Maria Magdalena

Uit Christipedia

Maria Magdalena of van Magdala was een volgelinge van de Heer Jezus, die haar van zeven boze geesten had bevrijd. Zij kwam uit de plaats Magdala in Galilea. Zij was een van de leerlingen aan wie Jezus na zijn opstanding uit de dood verscheen (Marc. 15:40-47; Luc. 8:2; Joh. 20:1-18).

Magdala was een stad gelegen aan de westelijke oever van het meer van Gennézareth.

We lezen voor het eerst van Maria van Magdala in Luc 8:2.

Lu 8:1 En het gebeurde daarna, dat Hij rondreisde door stad en dorp, terwijl Hij predikte en het evangelie van het koninkrijk van God verkondigde, en de twaalf waren bij Hem, Lu 8:2 en enige vrouwen die van boze geesten en ziekten waren genezen: Maria, Magdalena geheten, van wie zeven demonen waren uitgegaan, Lu 8:3 en Johanna, de vrouw van Chusas, zaakwaarnemer van Herodes, en Susanna, en vele anderen, die hen dienden met hun bezittingen. (TELOS)

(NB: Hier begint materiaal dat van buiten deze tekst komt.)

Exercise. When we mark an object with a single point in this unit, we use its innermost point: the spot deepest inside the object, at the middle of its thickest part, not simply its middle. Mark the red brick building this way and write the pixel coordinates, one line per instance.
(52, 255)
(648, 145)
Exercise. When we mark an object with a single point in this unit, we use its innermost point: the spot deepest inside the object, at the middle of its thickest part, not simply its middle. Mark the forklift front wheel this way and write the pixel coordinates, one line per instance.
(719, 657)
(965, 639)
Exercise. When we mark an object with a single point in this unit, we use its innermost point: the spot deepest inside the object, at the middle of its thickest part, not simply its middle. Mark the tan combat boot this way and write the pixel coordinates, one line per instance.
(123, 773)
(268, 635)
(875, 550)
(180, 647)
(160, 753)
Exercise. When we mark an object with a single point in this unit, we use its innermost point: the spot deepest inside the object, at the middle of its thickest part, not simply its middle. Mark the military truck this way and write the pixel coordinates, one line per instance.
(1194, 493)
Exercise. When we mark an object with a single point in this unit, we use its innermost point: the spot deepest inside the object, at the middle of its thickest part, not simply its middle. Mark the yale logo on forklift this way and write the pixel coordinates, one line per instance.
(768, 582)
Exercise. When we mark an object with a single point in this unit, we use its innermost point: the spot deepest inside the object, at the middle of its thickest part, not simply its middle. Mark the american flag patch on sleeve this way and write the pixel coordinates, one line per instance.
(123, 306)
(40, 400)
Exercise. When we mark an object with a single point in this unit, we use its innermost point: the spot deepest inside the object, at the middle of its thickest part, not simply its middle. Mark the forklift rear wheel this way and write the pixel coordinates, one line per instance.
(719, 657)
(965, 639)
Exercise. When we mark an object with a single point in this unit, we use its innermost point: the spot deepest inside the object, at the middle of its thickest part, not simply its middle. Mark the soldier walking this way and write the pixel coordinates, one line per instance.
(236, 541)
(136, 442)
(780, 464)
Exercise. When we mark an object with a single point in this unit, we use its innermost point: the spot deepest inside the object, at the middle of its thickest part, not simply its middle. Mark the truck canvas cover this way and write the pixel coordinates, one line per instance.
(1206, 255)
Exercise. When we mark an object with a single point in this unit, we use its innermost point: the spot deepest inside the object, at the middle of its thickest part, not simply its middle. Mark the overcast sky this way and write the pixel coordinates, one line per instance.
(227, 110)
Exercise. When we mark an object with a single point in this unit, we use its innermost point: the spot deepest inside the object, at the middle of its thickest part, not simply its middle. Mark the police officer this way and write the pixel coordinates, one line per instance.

Terwijl de Heer in Galilea rondtrok, volgde zij en diende ze hem. Ze was niet de enige. Ook bijvoorbeeld Salome, de moeder van Johannes en Jacobus deed dat. En vele andere vrouwen. De vrouwen dienden Jezus met hun bezittingen, lezen we elders. Kleding, voedsel, drinken, misschien geld om eten of iets anders te kopen. Ze voorzagen de Heer en de twaalven van levensbehoeften. De aardse dingen die Hij en de twaalven behoefden werden hem gegeven door de vrouwen. Er waren bemiddelde vrouwen bij.

Op weg naar Jeruzalem, waar hij zou sterven, volgden hem zijn mannelijke en vrouwelijke discipelen. Vele vrouwen volgden de Heer op weg naar Jeruzalem. Ze bleven niet achter in Galilea. Onder hen was Maria van Magdala. Waarom volgden de vrouwen? Wederom: “… die Jezus waren gevolgd van Galilea om Hem te dienen.” (Mt 27)

De Heer werd verraden, gearresteerd, veroordeeld, bespot, gegeseld en gekruisigd. Maria en vele vrouwen volgden hem op weg naar Golgotha. Toen Hij aan het kruis hing, keken ze van verre toe.

Mt 27:55 Nu waren daar vele vrouwen die uit de verte toezagen, die Jezus waren gevolgd van Galilea om Hem te dienen; Mt 27:56 onder hen was Maria Magdalena en Maria, de moeder van Jakobus en Jozef, en de moeder van de zonen van Zebedeus. (TELOS)

Ze kwam naderbij:

Joh 19:25 bij het kruis van Jezus nu stonden zijn moeder en de zuster van zijn moeder, Maria, de vrouw van Klopas, en Maria Magdalena. (TELOS)

Bij het kruis stonden dus Maria van Magdala en twee andere Maria’s. De betekenis van de naam der aanwezige vrienden en verwanten:

  • Maria = “hun rebellie”,
  • Jezus = “Jahweh is heil”, of “Jahweh is redding”.
  • Johannes = “Jahweh is een genadige gever”, of “Jahweh's genadegave”, of “Jahweh is genadig”,

De namen spreken dus van opstand, redding en genade. Gods redding wordt uit genade geschonken aan een opstandige mensheid.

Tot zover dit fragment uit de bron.